Today’s configuration: Leica M(240) with a Summicron 50mm f/2.0
This has been one of the busiest summers on record for the Smith family. We have packed our summer chock full of events that have kept us very busy and active. We spent our last weekend before school started at a wedding in Idaho then relaxing in Wyoming. There are days I wish I could be as care free as these kids, just enjoying things day by day and not worrying about anything else.
I’m working on a few personal projects, hopefully I will be able to share them soon. One that I’m excited about are letters that I’m scanning that my grandpa (whom I’ve never met) wrote to his family while serving in World War I. You really get to know someone by reading something they have hand written. Which leads me to another post I need to put together that will talk about my new system for journaling and staying organized.
I’ve heard the saying: “A plumbers toilet is always clogged”, meaning he’s busy taking care of other people plumbing problems that he doesn’t have time to take care of his own toilets. Not sure where I’m heading with this but it’s been eight years since we’ve had our family portrait taken “professionally”. Things happen and before you know it winter has arrived and it’s too late so we end up waiting and it never gets done. We finally were able to do it this fall, I asked my good friend Nate if he would be willing to photograph my family. I enjoy his photography style and he was able to work his magic and capture some great moments of my family. It was interesting to be on the other side of the lens and watch Nate work. I included my favorite of the set that will most likely be made into a canvas to hang in our family room.

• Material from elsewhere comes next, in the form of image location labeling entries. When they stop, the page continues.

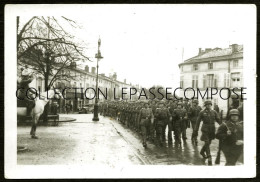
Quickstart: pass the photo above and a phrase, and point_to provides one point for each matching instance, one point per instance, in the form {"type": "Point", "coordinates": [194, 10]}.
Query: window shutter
{"type": "Point", "coordinates": [241, 80]}
{"type": "Point", "coordinates": [215, 80]}
{"type": "Point", "coordinates": [228, 79]}
{"type": "Point", "coordinates": [204, 81]}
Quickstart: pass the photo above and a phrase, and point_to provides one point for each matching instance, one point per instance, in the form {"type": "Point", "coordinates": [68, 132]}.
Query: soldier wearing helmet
{"type": "Point", "coordinates": [231, 135]}
{"type": "Point", "coordinates": [194, 113]}
{"type": "Point", "coordinates": [162, 116]}
{"type": "Point", "coordinates": [179, 116]}
{"type": "Point", "coordinates": [208, 117]}
{"type": "Point", "coordinates": [146, 117]}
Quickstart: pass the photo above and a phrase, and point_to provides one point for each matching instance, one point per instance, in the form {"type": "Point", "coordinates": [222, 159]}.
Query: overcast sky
{"type": "Point", "coordinates": [144, 43]}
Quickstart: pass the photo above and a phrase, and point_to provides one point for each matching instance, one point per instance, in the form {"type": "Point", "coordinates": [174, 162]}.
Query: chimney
{"type": "Point", "coordinates": [207, 49]}
{"type": "Point", "coordinates": [93, 70]}
{"type": "Point", "coordinates": [87, 68]}
{"type": "Point", "coordinates": [233, 48]}
{"type": "Point", "coordinates": [115, 76]}
{"type": "Point", "coordinates": [199, 51]}
{"type": "Point", "coordinates": [73, 65]}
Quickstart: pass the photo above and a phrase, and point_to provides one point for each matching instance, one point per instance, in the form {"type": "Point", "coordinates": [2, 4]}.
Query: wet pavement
{"type": "Point", "coordinates": [104, 142]}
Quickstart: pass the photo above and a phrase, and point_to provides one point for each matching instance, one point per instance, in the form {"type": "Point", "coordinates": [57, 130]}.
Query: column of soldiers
{"type": "Point", "coordinates": [151, 118]}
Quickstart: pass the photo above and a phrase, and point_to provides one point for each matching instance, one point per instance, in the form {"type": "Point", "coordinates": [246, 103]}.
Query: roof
{"type": "Point", "coordinates": [215, 55]}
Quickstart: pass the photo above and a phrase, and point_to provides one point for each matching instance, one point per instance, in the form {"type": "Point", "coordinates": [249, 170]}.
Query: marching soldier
{"type": "Point", "coordinates": [231, 135]}
{"type": "Point", "coordinates": [194, 113]}
{"type": "Point", "coordinates": [146, 116]}
{"type": "Point", "coordinates": [162, 115]}
{"type": "Point", "coordinates": [179, 115]}
{"type": "Point", "coordinates": [172, 106]}
{"type": "Point", "coordinates": [208, 116]}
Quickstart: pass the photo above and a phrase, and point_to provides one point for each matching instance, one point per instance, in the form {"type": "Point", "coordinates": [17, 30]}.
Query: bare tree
{"type": "Point", "coordinates": [49, 48]}
{"type": "Point", "coordinates": [44, 43]}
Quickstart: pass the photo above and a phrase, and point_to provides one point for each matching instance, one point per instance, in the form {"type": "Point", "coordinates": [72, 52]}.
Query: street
{"type": "Point", "coordinates": [103, 142]}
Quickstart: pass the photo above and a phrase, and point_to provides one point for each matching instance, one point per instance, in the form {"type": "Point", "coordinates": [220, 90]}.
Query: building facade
{"type": "Point", "coordinates": [213, 68]}
{"type": "Point", "coordinates": [85, 82]}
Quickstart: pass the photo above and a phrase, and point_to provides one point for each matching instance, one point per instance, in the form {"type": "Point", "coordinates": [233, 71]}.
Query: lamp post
{"type": "Point", "coordinates": [98, 56]}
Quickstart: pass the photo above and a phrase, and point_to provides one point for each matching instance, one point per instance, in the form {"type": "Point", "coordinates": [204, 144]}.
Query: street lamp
{"type": "Point", "coordinates": [98, 56]}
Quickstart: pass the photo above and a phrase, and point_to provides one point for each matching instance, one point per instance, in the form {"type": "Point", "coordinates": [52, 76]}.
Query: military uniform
{"type": "Point", "coordinates": [162, 116]}
{"type": "Point", "coordinates": [179, 116]}
{"type": "Point", "coordinates": [146, 115]}
{"type": "Point", "coordinates": [208, 116]}
{"type": "Point", "coordinates": [230, 146]}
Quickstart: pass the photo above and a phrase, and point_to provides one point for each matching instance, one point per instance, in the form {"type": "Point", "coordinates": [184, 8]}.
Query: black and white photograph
{"type": "Point", "coordinates": [130, 91]}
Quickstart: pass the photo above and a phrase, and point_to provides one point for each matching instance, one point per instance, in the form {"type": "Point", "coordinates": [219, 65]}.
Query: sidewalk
{"type": "Point", "coordinates": [80, 142]}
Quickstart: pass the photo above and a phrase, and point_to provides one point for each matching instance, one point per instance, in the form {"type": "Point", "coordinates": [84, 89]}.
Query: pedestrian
{"type": "Point", "coordinates": [162, 116]}
{"type": "Point", "coordinates": [194, 113]}
{"type": "Point", "coordinates": [231, 135]}
{"type": "Point", "coordinates": [146, 116]}
{"type": "Point", "coordinates": [208, 116]}
{"type": "Point", "coordinates": [179, 117]}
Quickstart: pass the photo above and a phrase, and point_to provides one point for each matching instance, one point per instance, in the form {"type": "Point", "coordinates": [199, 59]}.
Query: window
{"type": "Point", "coordinates": [227, 80]}
{"type": "Point", "coordinates": [235, 63]}
{"type": "Point", "coordinates": [210, 80]}
{"type": "Point", "coordinates": [195, 67]}
{"type": "Point", "coordinates": [195, 81]}
{"type": "Point", "coordinates": [210, 66]}
{"type": "Point", "coordinates": [181, 82]}
{"type": "Point", "coordinates": [235, 79]}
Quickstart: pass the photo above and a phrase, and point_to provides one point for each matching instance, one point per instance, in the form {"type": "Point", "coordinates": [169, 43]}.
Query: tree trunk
{"type": "Point", "coordinates": [46, 85]}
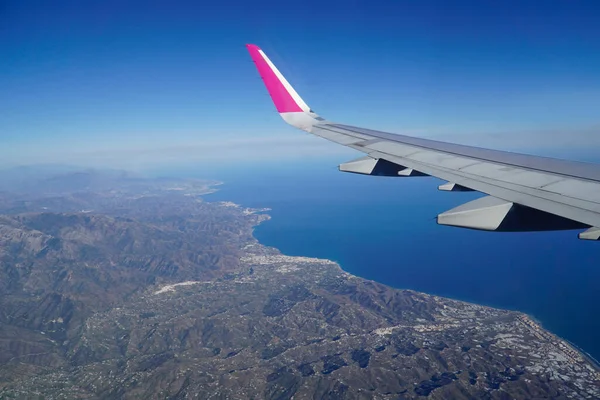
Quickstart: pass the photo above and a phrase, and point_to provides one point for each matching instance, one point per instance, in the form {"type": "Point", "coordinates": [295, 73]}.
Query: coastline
{"type": "Point", "coordinates": [580, 351]}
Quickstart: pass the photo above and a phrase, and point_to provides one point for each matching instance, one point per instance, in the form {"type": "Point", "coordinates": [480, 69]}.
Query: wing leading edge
{"type": "Point", "coordinates": [525, 192]}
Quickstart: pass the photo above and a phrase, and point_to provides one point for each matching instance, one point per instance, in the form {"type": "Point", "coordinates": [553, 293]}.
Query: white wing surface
{"type": "Point", "coordinates": [525, 192]}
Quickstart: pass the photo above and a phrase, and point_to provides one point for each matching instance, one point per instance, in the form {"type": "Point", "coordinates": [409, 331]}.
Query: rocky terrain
{"type": "Point", "coordinates": [114, 287]}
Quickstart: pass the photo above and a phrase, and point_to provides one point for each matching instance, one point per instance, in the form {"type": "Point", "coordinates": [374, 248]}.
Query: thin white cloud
{"type": "Point", "coordinates": [146, 154]}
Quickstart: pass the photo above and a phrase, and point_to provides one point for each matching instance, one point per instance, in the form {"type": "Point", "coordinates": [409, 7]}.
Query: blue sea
{"type": "Point", "coordinates": [384, 229]}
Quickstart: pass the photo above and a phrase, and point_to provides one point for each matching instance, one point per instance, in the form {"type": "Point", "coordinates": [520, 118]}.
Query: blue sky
{"type": "Point", "coordinates": [142, 83]}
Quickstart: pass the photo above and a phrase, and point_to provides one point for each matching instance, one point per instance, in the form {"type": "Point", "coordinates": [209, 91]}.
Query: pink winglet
{"type": "Point", "coordinates": [281, 97]}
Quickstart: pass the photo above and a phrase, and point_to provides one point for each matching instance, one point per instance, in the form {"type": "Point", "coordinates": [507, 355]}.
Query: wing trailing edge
{"type": "Point", "coordinates": [525, 193]}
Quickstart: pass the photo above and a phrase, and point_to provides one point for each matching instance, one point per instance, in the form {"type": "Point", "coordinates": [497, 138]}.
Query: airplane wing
{"type": "Point", "coordinates": [525, 192]}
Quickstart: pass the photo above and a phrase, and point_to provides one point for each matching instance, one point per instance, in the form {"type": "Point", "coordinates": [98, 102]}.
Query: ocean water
{"type": "Point", "coordinates": [384, 229]}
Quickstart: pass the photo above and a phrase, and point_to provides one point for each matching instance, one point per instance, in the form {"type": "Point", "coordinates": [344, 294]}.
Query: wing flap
{"type": "Point", "coordinates": [562, 188]}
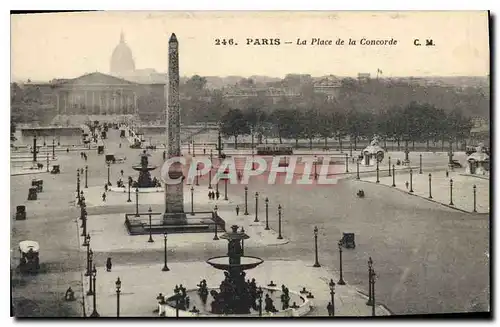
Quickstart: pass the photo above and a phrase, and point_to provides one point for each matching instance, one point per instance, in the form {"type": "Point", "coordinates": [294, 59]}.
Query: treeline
{"type": "Point", "coordinates": [415, 122]}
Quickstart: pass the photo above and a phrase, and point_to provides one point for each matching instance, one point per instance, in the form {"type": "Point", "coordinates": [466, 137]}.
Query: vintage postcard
{"type": "Point", "coordinates": [250, 164]}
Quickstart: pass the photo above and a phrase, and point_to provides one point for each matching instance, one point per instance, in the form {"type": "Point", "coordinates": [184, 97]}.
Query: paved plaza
{"type": "Point", "coordinates": [429, 258]}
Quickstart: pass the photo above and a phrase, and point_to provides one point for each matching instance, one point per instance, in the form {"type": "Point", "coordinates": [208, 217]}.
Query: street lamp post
{"type": "Point", "coordinates": [332, 294]}
{"type": "Point", "coordinates": [357, 168]}
{"type": "Point", "coordinates": [86, 176]}
{"type": "Point", "coordinates": [411, 180]}
{"type": "Point", "coordinates": [109, 167]}
{"type": "Point", "coordinates": [430, 186]}
{"type": "Point", "coordinates": [451, 192]}
{"type": "Point", "coordinates": [316, 263]}
{"type": "Point", "coordinates": [87, 244]}
{"type": "Point", "coordinates": [150, 229]}
{"type": "Point", "coordinates": [192, 201]}
{"type": "Point", "coordinates": [137, 202]}
{"type": "Point", "coordinates": [129, 185]}
{"type": "Point", "coordinates": [374, 275]}
{"type": "Point", "coordinates": [370, 267]}
{"type": "Point", "coordinates": [165, 267]}
{"type": "Point", "coordinates": [91, 258]}
{"type": "Point", "coordinates": [118, 284]}
{"type": "Point", "coordinates": [474, 191]}
{"type": "Point", "coordinates": [78, 184]}
{"type": "Point", "coordinates": [210, 171]}
{"type": "Point", "coordinates": [279, 222]}
{"type": "Point", "coordinates": [94, 311]}
{"type": "Point", "coordinates": [225, 189]}
{"type": "Point", "coordinates": [216, 238]}
{"type": "Point", "coordinates": [246, 201]}
{"type": "Point", "coordinates": [341, 279]}
{"type": "Point", "coordinates": [256, 220]}
{"type": "Point", "coordinates": [267, 213]}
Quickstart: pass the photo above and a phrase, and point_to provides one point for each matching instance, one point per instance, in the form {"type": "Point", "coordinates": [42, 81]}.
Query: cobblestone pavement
{"type": "Point", "coordinates": [429, 258]}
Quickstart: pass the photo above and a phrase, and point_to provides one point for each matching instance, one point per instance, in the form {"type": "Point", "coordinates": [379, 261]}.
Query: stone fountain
{"type": "Point", "coordinates": [144, 169]}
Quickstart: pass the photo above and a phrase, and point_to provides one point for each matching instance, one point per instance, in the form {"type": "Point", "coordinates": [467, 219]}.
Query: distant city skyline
{"type": "Point", "coordinates": [68, 45]}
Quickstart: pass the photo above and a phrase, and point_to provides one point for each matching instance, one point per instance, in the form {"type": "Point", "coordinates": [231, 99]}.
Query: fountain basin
{"type": "Point", "coordinates": [222, 262]}
{"type": "Point", "coordinates": [304, 305]}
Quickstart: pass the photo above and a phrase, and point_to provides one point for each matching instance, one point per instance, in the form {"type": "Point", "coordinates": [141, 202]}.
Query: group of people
{"type": "Point", "coordinates": [213, 195]}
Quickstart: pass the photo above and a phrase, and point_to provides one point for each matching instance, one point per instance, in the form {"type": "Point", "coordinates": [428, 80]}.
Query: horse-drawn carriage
{"type": "Point", "coordinates": [30, 261]}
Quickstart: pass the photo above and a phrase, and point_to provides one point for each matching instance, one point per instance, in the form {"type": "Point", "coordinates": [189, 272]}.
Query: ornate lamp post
{"type": "Point", "coordinates": [279, 222]}
{"type": "Point", "coordinates": [91, 258]}
{"type": "Point", "coordinates": [374, 276]}
{"type": "Point", "coordinates": [451, 192]}
{"type": "Point", "coordinates": [137, 202]}
{"type": "Point", "coordinates": [332, 294]}
{"type": "Point", "coordinates": [129, 185]}
{"type": "Point", "coordinates": [370, 267]}
{"type": "Point", "coordinates": [150, 236]}
{"type": "Point", "coordinates": [86, 176]}
{"type": "Point", "coordinates": [315, 167]}
{"type": "Point", "coordinates": [216, 238]}
{"type": "Point", "coordinates": [165, 267]}
{"type": "Point", "coordinates": [210, 171]}
{"type": "Point", "coordinates": [246, 201]}
{"type": "Point", "coordinates": [474, 191]}
{"type": "Point", "coordinates": [256, 220]}
{"type": "Point", "coordinates": [109, 167]}
{"type": "Point", "coordinates": [316, 263]}
{"type": "Point", "coordinates": [357, 168]}
{"type": "Point", "coordinates": [87, 244]}
{"type": "Point", "coordinates": [430, 186]}
{"type": "Point", "coordinates": [192, 201]}
{"type": "Point", "coordinates": [259, 296]}
{"type": "Point", "coordinates": [341, 279]}
{"type": "Point", "coordinates": [225, 189]}
{"type": "Point", "coordinates": [118, 284]}
{"type": "Point", "coordinates": [94, 311]}
{"type": "Point", "coordinates": [78, 185]}
{"type": "Point", "coordinates": [411, 180]}
{"type": "Point", "coordinates": [267, 213]}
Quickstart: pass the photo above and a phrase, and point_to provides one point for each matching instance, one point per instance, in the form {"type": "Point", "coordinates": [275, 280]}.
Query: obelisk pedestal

I had the opportunity to photograph this little guy last week. He was adopted from Haiti and has been in the U.S. for a few weeks. I photographed he and his mother at the Salt Lake City Library. He instantly fell in love with this skate board that a teenager let him play with and had a hard time giving it back.
I shared this image of little “C” as he was looking upward to symbolize all the opportunities he will be given living here in the U.S. that he never had in Haiti.